Chen regrets connection with Lin's lawsuit

ENTANGLED The former president said that he only endorsed Roger Lin's lawsuit to help clear up the US' position on Taiwan's status and Taiwan policy

By Ko Shu-ling  /  STAFF REPORTER

Wu Shu-jen, right, wife of former president Chen Shui-bian, is carried by the sister of Chen family friend Wu Wen-ching, who died last Friday, as she visited Wu Wen-ching’s family to convey her condolences after visiting Chen at the Taipei Detention Center yesterday. They are accompanied by Chiang Chih-ming, Chen’s spokesman.


The office of former president Chen Shui-bian (陳水扁) yesterday expressed regret over the connection between Chen and a lawsuit filed by Taiwanese activist Roger Lin (林志昇), saying the former president would never meet Lin again or sign any paper he issues.

In a statement issued yesterday, Chen's office said the former president endorsed Lin's lawsuit because he thought it could help clear up Washington's position on Taiwan's status and its Taiwan policy.

It said Chen understood that Lin’s lawsuit had been going on for many years and that it had nothing to do with the former president's legal problems.

“The connection between Lin's lawsuit and the former president's legal cases has caused Chen much trouble,” the statement said. “The former president feels puzzled and regretful about it. He has decided never to see Mr Lin again or sign any more documents.”

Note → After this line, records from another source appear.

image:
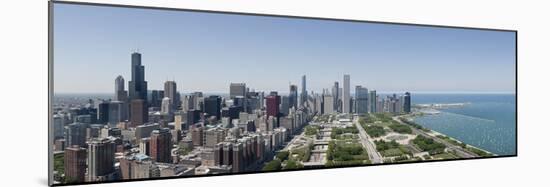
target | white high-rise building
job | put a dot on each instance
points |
(328, 102)
(346, 104)
(166, 107)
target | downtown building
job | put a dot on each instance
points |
(138, 92)
(101, 159)
(361, 100)
(161, 145)
(75, 163)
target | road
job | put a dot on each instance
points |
(461, 152)
(367, 142)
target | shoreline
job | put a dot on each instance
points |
(433, 132)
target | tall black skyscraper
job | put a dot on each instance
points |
(138, 92)
(170, 91)
(138, 85)
(303, 96)
(407, 103)
(212, 106)
(293, 96)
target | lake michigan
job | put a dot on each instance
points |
(488, 121)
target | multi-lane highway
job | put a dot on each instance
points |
(367, 142)
(459, 150)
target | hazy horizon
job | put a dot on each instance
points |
(207, 51)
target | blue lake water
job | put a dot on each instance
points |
(487, 122)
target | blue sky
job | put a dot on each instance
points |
(207, 51)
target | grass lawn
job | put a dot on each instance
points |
(444, 156)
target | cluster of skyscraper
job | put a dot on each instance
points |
(143, 133)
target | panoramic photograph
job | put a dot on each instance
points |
(141, 93)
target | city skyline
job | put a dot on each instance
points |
(388, 58)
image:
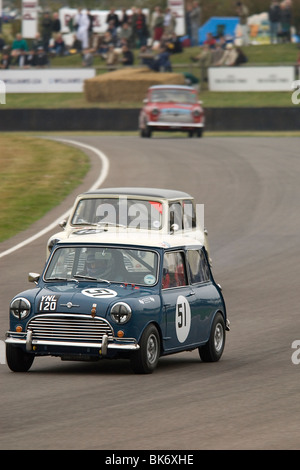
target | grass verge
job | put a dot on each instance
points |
(35, 176)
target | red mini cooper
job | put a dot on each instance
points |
(171, 108)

Chen also disagreed with Lin using his name to ask for donations, the statement said.

Lin petitioned a Washington district court in October 2006 to rule on the nationality of the people of Taiwan. He wanted the US court to decide what rights the Taiwanese have under the San Francisco Peace Treaty and the US Constitution, including whether they should be issued US passports.

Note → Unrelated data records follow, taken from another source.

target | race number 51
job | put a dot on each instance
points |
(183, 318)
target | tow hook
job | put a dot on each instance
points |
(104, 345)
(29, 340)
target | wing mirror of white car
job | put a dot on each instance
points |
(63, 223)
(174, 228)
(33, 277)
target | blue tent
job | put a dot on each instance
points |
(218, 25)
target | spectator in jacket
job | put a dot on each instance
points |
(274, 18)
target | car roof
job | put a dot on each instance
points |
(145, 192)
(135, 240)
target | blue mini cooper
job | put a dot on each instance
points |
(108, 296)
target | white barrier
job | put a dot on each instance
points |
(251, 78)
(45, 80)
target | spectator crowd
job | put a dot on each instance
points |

Lin said the treaty did not address sovereignty over Taiwan and Penghu, and that the US was therefore still the principal occupying power. The court dismissed the case, saying it lacked jurisdiction over political matters.

On appeal, Lin argued that the US was Taiwan’s “principal occupying power,” effectively giving the US temporary de jure sovereignty. When permanent sovereignty is ultimately decided, Lin said, the de jure sovereignty of the US would cease.

The US Court of Appeals in Washington upheld the district court’s ruling that deciding sovereignty was a political task rather than a judicial question. As the executive branch of the US government has remained silent on this issue, the court said, it could not intrude on its decision.

Lin appealed to the US Supreme Court on July 8 this year.

The case took an unusual twist last month when Chen signed an affidavit in support of Lin's lawsuit. In the affidavit, Chen said the US has been the “principal occupying power” of Taiwan and that he would like to clarify in court the relationship between “the people of Taiwan (not the 'exiled Chinese' on Taiwan) and the United States.”

The US Supreme Court declined to hear Lin's case earlier this month.

Separately, Chen petitioned the US Court of Appeals for the Armed Forces late last month after he was sentenced to life imprisonment for corruption.

Chen said in an English declaration he signed that during his eight-year presidency, the US executive branch often made decisions for the people of Taiwan without consulting them. These affected the lives, liberty and property of Taiwanese and the nation's territory.

Under the 1952 San Francisco Peace Treaty, Chen said it is clear that Taiwan was not awarded to the Republic of China and thus remains under the US Military Government until that government is legally supplanted.

Lin, who said his organization was sponsoring the legal action for Chen, demanded Chen's immediate release from incarceration and full respect for Chen's civil rights.

Lin, however, focused on Chen's argument in the affidavit concerning Taiwan's international status and dismissed speculation that the suit was aimed at resolving Chen's legal problems.